I know you’re on pins and needles, wondering what other scene there was that just blew my socks off, right?  Well, here we go.  War’s over.  The rebels have won (because, of course, they had to!), and Katniss is the one who gets to execute ex-President Snow.  Oh joy of joys!

But harkening back to an earlier conversation where the pair have agreed not to lie to one another and realizing that Snow was being truthful when he told Katniss about New President Coin trying to kill her off… Katniss buries an arrow into Now-Dead-President Coin’s brain-pan and is taken away.  Again, this moment was a complete, unpredictable shock and I was laughing for weeks after when I thought of it (in fact, I’ve got a huge grin on my face as we speak just remembering it).

So, Katniss is declared legally insane and she’s free to retire with the boy of her choice and become Queen of Crazy Town.  And who does she pick?  Oh, who gives a shit.

(Peeta)

And so our series ends, with Katniss and Peeta living together with their two children, in a more peaceful and more vague world.

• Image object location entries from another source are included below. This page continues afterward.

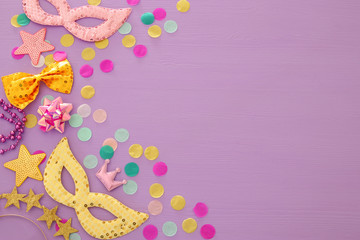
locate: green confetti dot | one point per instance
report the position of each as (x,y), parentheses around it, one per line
(90,161)
(76,120)
(130,187)
(170,26)
(49,97)
(106,152)
(169,229)
(121,135)
(84,134)
(23,20)
(131,169)
(125,28)
(147,18)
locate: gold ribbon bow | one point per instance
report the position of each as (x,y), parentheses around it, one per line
(126,219)
(22,88)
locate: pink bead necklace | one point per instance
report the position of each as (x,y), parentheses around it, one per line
(14,135)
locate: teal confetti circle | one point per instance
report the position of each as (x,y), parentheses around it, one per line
(131,169)
(125,28)
(130,187)
(121,135)
(90,161)
(84,134)
(169,229)
(76,120)
(147,18)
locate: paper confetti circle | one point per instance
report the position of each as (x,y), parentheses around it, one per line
(84,110)
(86,71)
(90,161)
(155,207)
(88,54)
(178,202)
(170,26)
(67,40)
(106,65)
(183,6)
(169,229)
(189,225)
(31,121)
(150,232)
(147,18)
(131,169)
(160,169)
(106,152)
(135,150)
(111,142)
(125,28)
(200,209)
(102,44)
(154,31)
(84,134)
(122,135)
(130,187)
(207,231)
(156,190)
(129,41)
(76,120)
(151,153)
(88,92)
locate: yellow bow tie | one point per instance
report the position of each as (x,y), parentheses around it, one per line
(22,88)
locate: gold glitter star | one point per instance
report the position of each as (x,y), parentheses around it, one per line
(13,198)
(32,200)
(49,216)
(26,165)
(65,229)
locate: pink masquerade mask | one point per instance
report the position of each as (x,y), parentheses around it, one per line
(113,18)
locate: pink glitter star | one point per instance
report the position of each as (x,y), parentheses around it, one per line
(34,45)
(54,114)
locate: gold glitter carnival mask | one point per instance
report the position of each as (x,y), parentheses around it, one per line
(127,219)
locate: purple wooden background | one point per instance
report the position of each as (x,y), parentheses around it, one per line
(254,105)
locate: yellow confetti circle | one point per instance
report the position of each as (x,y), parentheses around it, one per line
(129,41)
(94,2)
(156,190)
(136,150)
(183,6)
(49,59)
(151,153)
(88,54)
(154,31)
(88,92)
(14,22)
(102,44)
(178,202)
(31,121)
(67,40)
(189,225)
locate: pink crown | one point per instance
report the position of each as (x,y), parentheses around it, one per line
(107,178)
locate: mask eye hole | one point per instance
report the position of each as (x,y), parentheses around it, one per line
(101,213)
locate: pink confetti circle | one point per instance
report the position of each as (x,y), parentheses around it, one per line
(106,65)
(200,209)
(59,56)
(17,57)
(159,13)
(57,226)
(207,231)
(86,71)
(150,232)
(133,2)
(160,169)
(140,50)
(38,152)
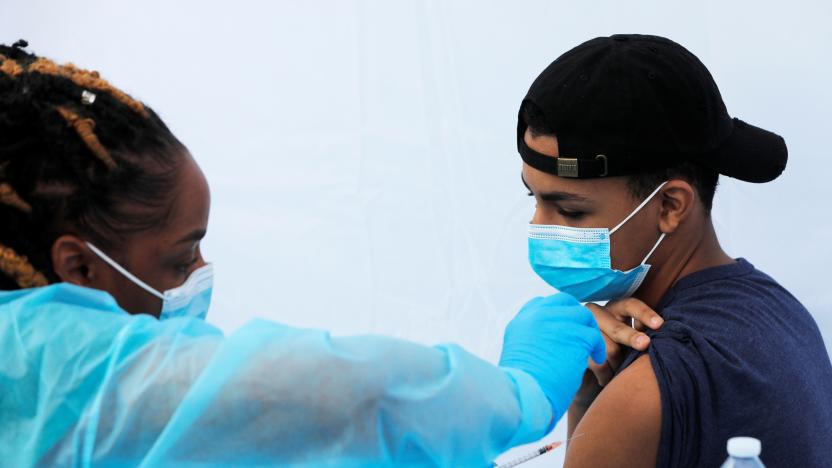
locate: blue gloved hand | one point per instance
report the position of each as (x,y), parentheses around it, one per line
(551,339)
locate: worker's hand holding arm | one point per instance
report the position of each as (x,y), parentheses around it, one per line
(93,385)
(614,321)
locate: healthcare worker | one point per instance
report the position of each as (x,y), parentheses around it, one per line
(106,360)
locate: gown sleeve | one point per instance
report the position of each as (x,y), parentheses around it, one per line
(85,384)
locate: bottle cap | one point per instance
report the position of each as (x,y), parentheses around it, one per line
(744,447)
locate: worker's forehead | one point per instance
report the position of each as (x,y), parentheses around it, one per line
(539,181)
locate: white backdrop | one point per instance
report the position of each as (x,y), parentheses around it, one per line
(362,154)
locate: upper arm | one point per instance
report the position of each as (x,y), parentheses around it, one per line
(623,425)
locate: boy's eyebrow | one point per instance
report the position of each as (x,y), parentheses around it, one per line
(193,236)
(556,195)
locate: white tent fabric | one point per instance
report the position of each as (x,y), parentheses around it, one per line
(362,154)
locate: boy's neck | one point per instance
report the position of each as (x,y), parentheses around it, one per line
(704,252)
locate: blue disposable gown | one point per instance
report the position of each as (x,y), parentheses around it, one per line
(84,383)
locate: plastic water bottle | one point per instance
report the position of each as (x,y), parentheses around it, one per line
(743,452)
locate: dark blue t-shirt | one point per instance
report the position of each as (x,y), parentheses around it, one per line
(740,356)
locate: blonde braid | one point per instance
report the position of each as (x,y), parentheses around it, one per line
(10,67)
(84,128)
(18,268)
(86,79)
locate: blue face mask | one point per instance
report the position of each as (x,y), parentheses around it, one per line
(191,299)
(577,260)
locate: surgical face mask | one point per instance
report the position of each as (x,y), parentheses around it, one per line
(191,299)
(577,260)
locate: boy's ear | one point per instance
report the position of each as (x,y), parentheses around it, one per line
(678,200)
(73,262)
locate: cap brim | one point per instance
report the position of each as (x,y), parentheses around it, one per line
(750,154)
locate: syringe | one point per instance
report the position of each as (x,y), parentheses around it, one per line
(535,454)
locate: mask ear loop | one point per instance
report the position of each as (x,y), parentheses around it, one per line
(656,246)
(124,272)
(638,208)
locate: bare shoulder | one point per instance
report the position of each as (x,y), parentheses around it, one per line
(623,425)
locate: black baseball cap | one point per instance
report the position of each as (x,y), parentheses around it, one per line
(629,104)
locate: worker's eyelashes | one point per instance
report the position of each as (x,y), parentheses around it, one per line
(571,214)
(184,268)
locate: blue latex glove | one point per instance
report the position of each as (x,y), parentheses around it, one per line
(551,339)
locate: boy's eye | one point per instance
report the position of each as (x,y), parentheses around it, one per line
(184,267)
(571,214)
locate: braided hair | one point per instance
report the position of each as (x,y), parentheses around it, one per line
(77,156)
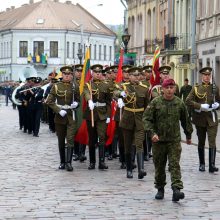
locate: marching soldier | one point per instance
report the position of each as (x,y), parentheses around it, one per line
(135,99)
(161,120)
(204,99)
(63,99)
(97,114)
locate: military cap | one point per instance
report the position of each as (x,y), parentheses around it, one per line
(168,82)
(66,69)
(136,71)
(165,69)
(125,68)
(37,79)
(97,68)
(206,70)
(78,67)
(113,69)
(148,68)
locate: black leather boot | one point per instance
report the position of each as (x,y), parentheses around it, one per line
(129,166)
(69,159)
(102,165)
(140,162)
(62,157)
(212,155)
(160,194)
(177,195)
(201,152)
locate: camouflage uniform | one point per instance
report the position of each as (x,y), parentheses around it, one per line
(162,117)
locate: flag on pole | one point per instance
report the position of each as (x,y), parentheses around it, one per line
(119,76)
(82,134)
(155,76)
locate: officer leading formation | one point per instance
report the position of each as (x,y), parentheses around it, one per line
(144,117)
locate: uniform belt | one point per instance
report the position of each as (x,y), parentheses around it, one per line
(64,107)
(134,109)
(99,104)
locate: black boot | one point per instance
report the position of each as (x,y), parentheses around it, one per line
(129,165)
(140,162)
(201,152)
(160,194)
(102,165)
(69,159)
(177,195)
(212,155)
(62,157)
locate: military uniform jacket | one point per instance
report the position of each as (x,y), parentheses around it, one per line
(162,117)
(61,94)
(101,98)
(202,94)
(136,101)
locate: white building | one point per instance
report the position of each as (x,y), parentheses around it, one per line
(54,30)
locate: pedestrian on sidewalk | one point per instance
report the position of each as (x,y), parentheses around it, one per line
(204,99)
(161,121)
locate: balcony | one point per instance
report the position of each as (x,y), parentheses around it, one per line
(150,45)
(177,44)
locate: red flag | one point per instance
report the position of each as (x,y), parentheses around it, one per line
(111,125)
(119,76)
(155,76)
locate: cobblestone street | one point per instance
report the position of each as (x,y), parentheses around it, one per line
(32,187)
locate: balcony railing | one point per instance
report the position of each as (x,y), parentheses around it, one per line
(177,42)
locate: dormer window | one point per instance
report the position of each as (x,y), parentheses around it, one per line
(40,21)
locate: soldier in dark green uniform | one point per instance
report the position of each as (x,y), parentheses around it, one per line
(161,120)
(63,99)
(98,110)
(204,99)
(135,98)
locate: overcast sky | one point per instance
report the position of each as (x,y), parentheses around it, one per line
(112,11)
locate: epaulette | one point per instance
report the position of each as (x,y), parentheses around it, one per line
(141,84)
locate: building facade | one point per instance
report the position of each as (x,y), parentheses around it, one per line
(208,36)
(46,35)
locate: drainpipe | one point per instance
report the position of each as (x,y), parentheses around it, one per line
(193,40)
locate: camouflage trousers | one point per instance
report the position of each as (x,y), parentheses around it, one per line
(211,133)
(161,152)
(66,131)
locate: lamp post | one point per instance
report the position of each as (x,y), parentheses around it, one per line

Now after all that… I sound like I hated the novels.  Not true!  From start to finish, I enjoyed myself when I was able to put my brain on autopilot and stop over-analyzing EVERYthing that happened.  But my brain kept popping up and saying, “Hey dude… Brain here.  That whole thing… doesn’t really make sense.” And I responded, “Shut up brain, there’s bound to be some awkward teenage groping somewhere in here.”

Spoiler alert… there isn’t!  Which brings me to my next complaint.  For a series that doesn’t shy away from overly descriptive passages on bee stings, stabbings, gushing wounds, arrows to various body parts, explosives, and severe emotional distress… the whole thing is as chaste as a hymnal.  Seriously, these are teenagers… do they have horomones at all?

Bah!  There I go again!  I’m sorry, I just can’t help it.  The series is great.  It has an interesting plot, some memorable characters, and the social commentary is actually very subtle.  I also enjoy the idea of the books because I hope it will lead teenagers into reading other dystopian books, like Fahrenheit 451, 1984, Animal Farm, and Brave New World.

And if not?  Well, at least the little bastards are reading!  The Hunger Games is a great series as long as you don’t become a complete assbag like me and over-analyze the little details (and I’ll readily admit that I was more sensitive to overly-convenient plot points that I know I have forgiven in other novels I’ve read).

So read the series if you haven’t.  Do it now before the movie comes out and you’re forced to put one of those ugly movie covers on your shelf.  Hell, I’d do it just to avoid having Lenny Kravitz’s name on anything that I own.